Really, I have the perfect metaphor. Something is wrong with my heart. Literally. Something is wrong with my heart.
Okay, it might be pericarditis which technically is an inflammation around the sac that surrounds my heart, but it has everything to do with the beating of a heart. It protects the heart.
I have had tests this week. EKGs, blood work, ultrasounds. I had the first ever ultrasound of my heart, and there it was on the screen beating, pulsing, opening and closing the way a heart is apparently supposed to beat and pulse.
I wasn't prepared for the anxiety of the ultrasound. I wasn't prepared for the aliveness of it. The only ultrasounds I've had, of course, are of living and not living babies. This would be different, I thought. Of course, it's not a baby, it's a heart.
Oh, wait a minute, that's right, this is an ultrasound of a beating heart. And there it was. My heart beating, and all I could think of in that moment, as the technician was rubbing the gel over my chest and rubbing the probe over my heart was that This of course, is what a heart is supposed to do. Beat. Beat.
Why didn't I prepare myself better for that moment? For the memory of the not beating heart. For the technician in the room with the probe over my belly. Beat. Heart. Beat. Move.
I wasn't prepared for the memory of Grace's non-beating heart and for the contrast in size.
My heart, my heart looked nearly the size of a baby's head. Her heart was just the size of a plum, unmoved, floating in space.
"The opening and closing of your valve looks good," the technician said. "Thank you," I responded. I couldn't say anything else so I just turned away waiting for the test to be over, thinking of Grace, of her still heart, of my heart cracking into a million pieces. And I wanted to turn to the technician and say, tell me, do you see a hole? Can you see the cracks? Is that what you are looking for?

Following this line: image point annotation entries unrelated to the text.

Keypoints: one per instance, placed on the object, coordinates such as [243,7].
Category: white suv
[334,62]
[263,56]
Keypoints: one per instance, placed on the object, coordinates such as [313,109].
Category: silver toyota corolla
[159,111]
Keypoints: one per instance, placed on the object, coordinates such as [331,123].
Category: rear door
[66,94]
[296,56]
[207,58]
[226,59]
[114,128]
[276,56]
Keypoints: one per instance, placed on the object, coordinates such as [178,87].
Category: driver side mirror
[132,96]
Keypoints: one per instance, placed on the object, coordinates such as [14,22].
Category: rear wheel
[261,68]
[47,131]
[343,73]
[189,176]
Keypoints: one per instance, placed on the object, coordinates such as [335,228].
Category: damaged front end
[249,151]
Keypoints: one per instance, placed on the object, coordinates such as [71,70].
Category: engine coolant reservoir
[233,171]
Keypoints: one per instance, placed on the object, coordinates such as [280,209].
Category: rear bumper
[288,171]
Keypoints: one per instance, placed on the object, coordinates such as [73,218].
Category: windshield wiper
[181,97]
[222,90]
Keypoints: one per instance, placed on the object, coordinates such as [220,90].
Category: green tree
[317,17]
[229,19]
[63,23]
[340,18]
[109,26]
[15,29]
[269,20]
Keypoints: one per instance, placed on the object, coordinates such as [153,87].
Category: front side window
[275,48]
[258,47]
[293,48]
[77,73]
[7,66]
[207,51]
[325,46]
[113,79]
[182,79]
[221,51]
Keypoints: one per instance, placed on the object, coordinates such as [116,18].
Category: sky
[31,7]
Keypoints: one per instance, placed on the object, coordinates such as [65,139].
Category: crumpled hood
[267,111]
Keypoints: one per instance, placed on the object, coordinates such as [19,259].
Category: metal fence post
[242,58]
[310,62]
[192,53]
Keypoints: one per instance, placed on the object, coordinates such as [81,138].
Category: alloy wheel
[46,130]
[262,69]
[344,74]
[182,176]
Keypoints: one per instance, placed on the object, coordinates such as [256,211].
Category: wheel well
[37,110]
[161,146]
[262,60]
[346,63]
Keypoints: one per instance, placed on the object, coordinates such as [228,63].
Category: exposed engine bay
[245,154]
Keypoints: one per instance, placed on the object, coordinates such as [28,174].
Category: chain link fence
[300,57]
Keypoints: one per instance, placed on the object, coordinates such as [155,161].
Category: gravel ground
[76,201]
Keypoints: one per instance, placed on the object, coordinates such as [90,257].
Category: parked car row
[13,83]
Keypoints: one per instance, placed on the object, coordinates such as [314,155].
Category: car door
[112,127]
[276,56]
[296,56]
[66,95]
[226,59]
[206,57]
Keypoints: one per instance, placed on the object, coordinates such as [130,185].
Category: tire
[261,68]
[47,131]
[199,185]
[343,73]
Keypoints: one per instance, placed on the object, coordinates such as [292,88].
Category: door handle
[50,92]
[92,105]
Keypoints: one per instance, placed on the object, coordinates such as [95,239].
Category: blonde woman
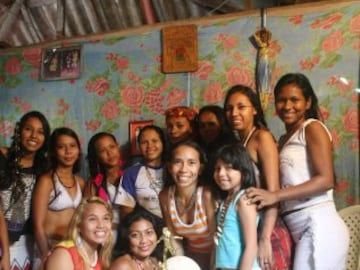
[89,240]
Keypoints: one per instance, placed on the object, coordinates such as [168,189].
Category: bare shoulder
[264,135]
[60,258]
[122,263]
[4,150]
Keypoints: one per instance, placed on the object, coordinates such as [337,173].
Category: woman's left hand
[265,255]
[261,197]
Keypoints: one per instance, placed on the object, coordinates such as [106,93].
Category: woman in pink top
[188,209]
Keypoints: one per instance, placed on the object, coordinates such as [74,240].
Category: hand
[261,197]
[265,255]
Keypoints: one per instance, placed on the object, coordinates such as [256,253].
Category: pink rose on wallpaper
[324,113]
[132,96]
[6,129]
[236,75]
[351,122]
[33,56]
[99,86]
[154,101]
[296,20]
[342,185]
[132,76]
[110,109]
[355,25]
[122,63]
[92,125]
[13,66]
[328,22]
[175,97]
[213,93]
[205,68]
[336,141]
[333,42]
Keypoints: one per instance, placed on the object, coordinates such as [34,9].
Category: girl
[307,179]
[236,233]
[58,192]
[105,166]
[138,243]
[188,209]
[245,116]
[180,124]
[141,183]
[89,239]
[20,165]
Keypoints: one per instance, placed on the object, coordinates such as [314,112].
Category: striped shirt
[197,234]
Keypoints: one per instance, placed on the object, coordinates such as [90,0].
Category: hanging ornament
[263,71]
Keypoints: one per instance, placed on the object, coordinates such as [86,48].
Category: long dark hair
[96,167]
[259,119]
[11,173]
[237,156]
[302,82]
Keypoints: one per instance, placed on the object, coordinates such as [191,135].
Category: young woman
[142,183]
[58,192]
[213,133]
[237,221]
[105,167]
[307,179]
[88,244]
[188,209]
[245,116]
[137,242]
[180,124]
[21,164]
[4,243]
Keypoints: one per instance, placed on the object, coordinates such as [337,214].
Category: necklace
[249,136]
[141,264]
[182,209]
[71,186]
[156,184]
[220,226]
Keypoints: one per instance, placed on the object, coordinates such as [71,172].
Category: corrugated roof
[27,22]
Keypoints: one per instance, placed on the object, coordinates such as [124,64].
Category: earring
[78,241]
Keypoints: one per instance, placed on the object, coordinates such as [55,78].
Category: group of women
[218,179]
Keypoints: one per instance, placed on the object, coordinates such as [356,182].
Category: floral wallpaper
[122,81]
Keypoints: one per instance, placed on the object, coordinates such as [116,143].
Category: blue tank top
[231,243]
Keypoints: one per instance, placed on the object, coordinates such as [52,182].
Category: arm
[4,243]
[121,263]
[41,196]
[164,201]
[268,157]
[320,155]
[89,189]
[248,214]
[60,259]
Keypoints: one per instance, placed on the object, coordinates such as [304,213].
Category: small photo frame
[61,63]
[179,48]
[134,130]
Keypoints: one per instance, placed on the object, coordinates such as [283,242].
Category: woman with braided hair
[20,165]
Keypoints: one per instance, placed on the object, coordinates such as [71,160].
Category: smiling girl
[58,192]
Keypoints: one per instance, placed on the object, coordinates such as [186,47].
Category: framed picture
[134,130]
[179,48]
[61,63]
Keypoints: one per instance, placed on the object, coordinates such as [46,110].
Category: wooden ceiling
[29,22]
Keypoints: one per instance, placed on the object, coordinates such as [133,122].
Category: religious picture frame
[179,48]
[134,130]
[61,63]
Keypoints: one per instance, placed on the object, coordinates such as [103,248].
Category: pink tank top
[197,233]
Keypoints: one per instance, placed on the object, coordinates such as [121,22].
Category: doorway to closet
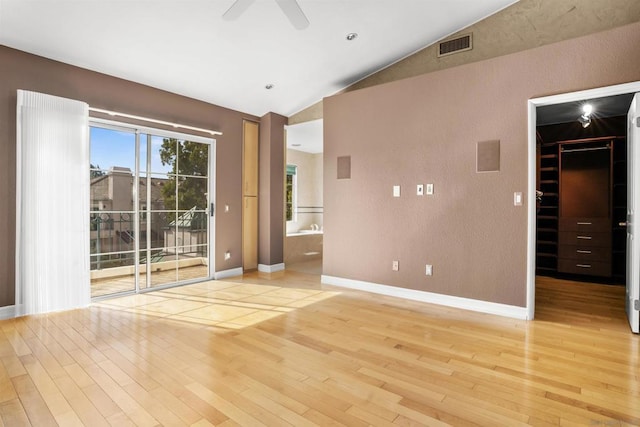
[304,227]
[149,215]
[578,160]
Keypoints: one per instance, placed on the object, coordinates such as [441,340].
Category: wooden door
[250,195]
[633,205]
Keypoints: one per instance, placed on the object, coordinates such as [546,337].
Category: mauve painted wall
[424,130]
[19,70]
[271,190]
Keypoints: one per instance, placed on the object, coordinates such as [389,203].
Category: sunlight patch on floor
[218,303]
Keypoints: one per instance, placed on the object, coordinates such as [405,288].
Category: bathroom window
[291,192]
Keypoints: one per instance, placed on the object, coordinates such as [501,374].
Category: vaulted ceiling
[186,47]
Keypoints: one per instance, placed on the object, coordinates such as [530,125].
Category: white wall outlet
[517,198]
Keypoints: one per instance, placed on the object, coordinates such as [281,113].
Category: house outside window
[291,192]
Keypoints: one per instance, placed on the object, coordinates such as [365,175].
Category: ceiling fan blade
[237,9]
[292,9]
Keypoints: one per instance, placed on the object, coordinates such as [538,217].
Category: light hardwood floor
[281,349]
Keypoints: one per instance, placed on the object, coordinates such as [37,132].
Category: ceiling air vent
[459,44]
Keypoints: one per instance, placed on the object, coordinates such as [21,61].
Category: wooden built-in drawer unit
[584,238]
[584,246]
[589,268]
[585,253]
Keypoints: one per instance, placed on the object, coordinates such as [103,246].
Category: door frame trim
[532,105]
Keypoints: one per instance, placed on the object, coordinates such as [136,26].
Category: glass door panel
[112,225]
[149,211]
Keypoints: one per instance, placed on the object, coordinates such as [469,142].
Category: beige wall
[19,70]
[424,130]
[309,177]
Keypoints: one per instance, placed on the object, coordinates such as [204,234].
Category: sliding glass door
[150,223]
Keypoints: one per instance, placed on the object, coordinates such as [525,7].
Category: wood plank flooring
[282,349]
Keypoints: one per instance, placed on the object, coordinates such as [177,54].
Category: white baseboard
[233,272]
[430,297]
[270,268]
[8,312]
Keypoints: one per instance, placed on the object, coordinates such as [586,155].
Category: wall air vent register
[456,45]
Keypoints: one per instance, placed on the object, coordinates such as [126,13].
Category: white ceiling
[307,137]
[185,47]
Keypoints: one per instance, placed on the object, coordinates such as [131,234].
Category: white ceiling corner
[185,47]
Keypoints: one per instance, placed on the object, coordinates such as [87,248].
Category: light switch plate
[517,198]
[428,270]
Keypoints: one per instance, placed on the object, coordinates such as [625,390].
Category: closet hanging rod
[585,149]
[160,122]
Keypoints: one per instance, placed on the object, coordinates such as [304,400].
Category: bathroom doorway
[304,228]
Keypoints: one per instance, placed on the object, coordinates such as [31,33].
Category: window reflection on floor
[218,303]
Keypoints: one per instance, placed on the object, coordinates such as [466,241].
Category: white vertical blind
[52,218]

And suddenly I was terrified that she could look into my soul, and she would see the darkness.
Yes, something is wrong with my heart. Something is very wrong with my heart, I wanted to say. A child is missing. A child is gone. Can you see that with your probe?

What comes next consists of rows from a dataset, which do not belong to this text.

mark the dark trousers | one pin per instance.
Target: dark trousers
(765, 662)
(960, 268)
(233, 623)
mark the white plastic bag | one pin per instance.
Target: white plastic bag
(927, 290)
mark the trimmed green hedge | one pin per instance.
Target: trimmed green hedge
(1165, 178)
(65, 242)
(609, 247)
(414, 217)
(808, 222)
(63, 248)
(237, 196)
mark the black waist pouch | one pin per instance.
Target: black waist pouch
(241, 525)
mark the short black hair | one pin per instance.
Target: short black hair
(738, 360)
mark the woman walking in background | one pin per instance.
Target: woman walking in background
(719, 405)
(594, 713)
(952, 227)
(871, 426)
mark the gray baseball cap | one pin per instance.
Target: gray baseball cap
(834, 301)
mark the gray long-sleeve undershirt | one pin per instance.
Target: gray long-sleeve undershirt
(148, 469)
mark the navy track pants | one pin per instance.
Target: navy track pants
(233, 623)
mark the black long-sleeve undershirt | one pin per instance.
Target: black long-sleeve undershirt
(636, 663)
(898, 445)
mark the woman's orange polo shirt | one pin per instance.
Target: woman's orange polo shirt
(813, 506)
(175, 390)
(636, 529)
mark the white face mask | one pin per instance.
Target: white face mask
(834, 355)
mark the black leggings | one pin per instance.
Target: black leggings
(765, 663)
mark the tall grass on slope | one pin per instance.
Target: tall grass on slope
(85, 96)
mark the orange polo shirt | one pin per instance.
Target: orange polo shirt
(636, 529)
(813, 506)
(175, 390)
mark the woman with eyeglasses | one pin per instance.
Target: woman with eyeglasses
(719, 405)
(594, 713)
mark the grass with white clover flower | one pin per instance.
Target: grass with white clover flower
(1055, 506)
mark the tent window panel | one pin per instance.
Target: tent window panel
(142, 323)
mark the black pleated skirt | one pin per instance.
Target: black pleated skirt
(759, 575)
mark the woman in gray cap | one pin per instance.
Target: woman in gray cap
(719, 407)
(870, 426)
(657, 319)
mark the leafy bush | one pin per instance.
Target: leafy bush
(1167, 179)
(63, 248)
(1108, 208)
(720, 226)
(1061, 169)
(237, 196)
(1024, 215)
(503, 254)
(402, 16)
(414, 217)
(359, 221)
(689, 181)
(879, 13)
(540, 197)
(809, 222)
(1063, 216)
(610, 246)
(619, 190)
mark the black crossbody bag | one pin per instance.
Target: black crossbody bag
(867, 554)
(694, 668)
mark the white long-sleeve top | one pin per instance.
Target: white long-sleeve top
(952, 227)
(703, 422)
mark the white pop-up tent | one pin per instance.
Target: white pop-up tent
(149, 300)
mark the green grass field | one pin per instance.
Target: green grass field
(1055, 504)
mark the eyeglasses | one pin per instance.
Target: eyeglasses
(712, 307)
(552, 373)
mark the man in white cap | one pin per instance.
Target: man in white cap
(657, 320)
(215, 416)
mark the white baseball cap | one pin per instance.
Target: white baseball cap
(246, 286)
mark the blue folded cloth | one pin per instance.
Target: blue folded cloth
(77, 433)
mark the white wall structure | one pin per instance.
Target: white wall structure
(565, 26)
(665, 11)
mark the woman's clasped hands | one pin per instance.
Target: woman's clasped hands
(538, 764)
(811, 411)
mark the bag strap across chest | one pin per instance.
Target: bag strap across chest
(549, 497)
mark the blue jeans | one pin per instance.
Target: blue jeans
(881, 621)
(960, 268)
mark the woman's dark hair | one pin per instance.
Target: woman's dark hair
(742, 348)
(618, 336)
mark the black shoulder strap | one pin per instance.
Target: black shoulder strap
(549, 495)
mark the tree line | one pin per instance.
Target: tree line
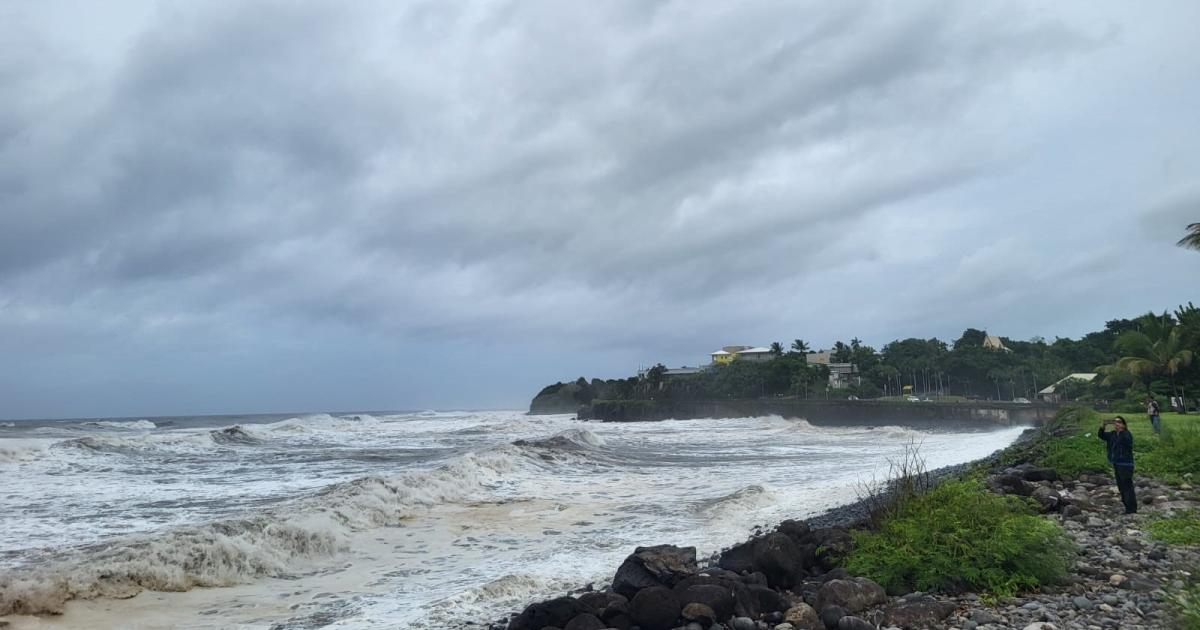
(1147, 354)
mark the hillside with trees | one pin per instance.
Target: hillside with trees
(1149, 354)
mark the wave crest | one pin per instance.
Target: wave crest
(571, 441)
(129, 425)
(237, 551)
(234, 436)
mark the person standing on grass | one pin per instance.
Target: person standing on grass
(1120, 445)
(1152, 411)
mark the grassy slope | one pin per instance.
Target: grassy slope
(922, 544)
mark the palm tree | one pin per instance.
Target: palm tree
(1155, 349)
(1193, 239)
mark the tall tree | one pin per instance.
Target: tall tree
(1193, 238)
(1155, 349)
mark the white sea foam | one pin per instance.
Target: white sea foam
(736, 503)
(130, 425)
(419, 520)
(240, 550)
(22, 450)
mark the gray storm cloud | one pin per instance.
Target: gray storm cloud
(651, 177)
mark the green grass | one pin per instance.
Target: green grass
(1180, 529)
(1187, 606)
(959, 537)
(1075, 448)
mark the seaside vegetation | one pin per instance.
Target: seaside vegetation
(1151, 354)
(1072, 448)
(959, 537)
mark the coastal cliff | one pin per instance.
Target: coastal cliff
(575, 397)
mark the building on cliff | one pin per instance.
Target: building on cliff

The pericardium is the sac that surrounds the heart. It's function has three purposes. The first is to keep the heart contained; the second is to prevent the heart from overexpanding; the third is to limit the motion of the heart. My pericardium is enlarged. It is inflammed, and I can't help but wonder if it's function hasn't been tested too many times. What kind of sac could possibly contain my heart? What kind of sac could limit the motion of my heart. My heart has been cracked and sewed back together. It has a hole, and I don't believe that any kind of sac could prevent it from overexpanding.
You see, after I gave birth to Grace, my heart shriveled; it withered. It died. But then, I found Grace in the eyes of my other two children; I found Grace in their souls. And three years later I gave birth again and he came out eyes wide open and heart pounding hard. And in that moment, my heart grew again. It grew and grew and grew.

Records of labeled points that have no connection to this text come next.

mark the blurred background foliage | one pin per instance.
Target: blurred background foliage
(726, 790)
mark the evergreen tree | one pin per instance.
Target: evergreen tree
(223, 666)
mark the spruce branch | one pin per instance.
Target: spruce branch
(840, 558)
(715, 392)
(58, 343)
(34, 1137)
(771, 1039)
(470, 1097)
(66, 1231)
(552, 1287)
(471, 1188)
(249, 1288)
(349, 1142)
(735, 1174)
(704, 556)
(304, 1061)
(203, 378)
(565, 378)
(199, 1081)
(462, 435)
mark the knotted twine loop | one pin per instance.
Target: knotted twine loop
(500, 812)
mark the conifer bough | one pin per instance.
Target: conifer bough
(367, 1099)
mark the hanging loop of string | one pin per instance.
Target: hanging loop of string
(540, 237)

And in these last two weeks, as we have all suffered illness, my thirteen year old still managed to pass me in height. As he lay next to me shivering in bed, his body continued to grow, and my heart continued to grow in awe of him. And as the four year threw up in my lap, over and over again, I held his head and willed him better. I watched his body melt into mine, and I prayed over him again and again for health. And my heart grew.
And now the nine year old is sick. And tonight she laid in bed with me and wished for wellness. And I wished with her. And again, I could feel the pains in my chest, the crackling of my breathing, and I knew that still my heart was growing larger.
So, yes, I do have pericarditis, and yes, the sac is inflamed, and yes, my love spills out of that sac each day. And it continues to ache for the one lost child.
I imagine this inflammation will subside. I hope that the sac returns to its normal size, but I also know that the heart is never, ever the same.
I believe it can contract and expand. I believe that the love I feel for all my children will continue to grow. I believe my heart will always be inflamed. And I hope it never really stops.